Other such examples that the authors have marshalled in this volume make you realise what behavioural economists, psychologists and decision-makers have largely missed out in favour of identifying bias.
Like decision hygiene, Kahneman and team also bring in the concept of noise audit, an expression he had used earlier in his articles and interviews. Most importantly, there are strong suggestions on how to fight noise and reduce errors. They write, “A noise audit requires a substantial amount of work and much attention to detail because its credibility will surely be questioned if its findings reveal significant flaws. Every detail of the cases and the procedure should therefore be considered with hostile scrutiny in mind.” They go on to suggest a process that could “reduce opposition by enlisting the professionals who are the most significant potential critics of the audit to be its authors.” Kahneman’s forecasts on AI and how it is going to change the world are also remarkable.

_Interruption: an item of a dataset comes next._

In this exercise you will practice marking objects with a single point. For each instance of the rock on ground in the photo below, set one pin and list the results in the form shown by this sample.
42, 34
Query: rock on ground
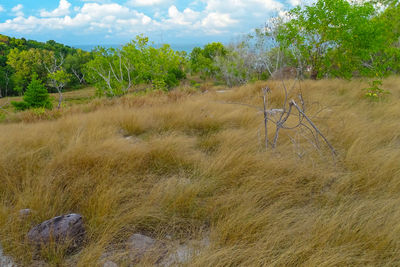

Kahneman, as is often the case, needs to be read slowly and closely, and sometimes re-read. Yet, knowing Kahneman’s profoundly original contributions helps one comprehend this insightful work better. After all, among the top ten most cited works in sociology, two are his, and that makes him one of the world’s most influential living psychologists.
In a remarkable attempt to make the idea more intelligible, Steven D Levitt, who besides being a celebrated author also owned a consultancy with Kahneman, referred to noise as the “ignored stepsister of bias”. Just as Thinking, Fast and Slow launched a revolution in the mindsets of policymakers and corporations—even touching somewhat simplistic and fatalistic assumptions never intended by the author—Noise, too, is expected to make a lasting impact. Which also means comprehending the 87-year-old Kahneman’s concept of noise—for what it is—is imperative.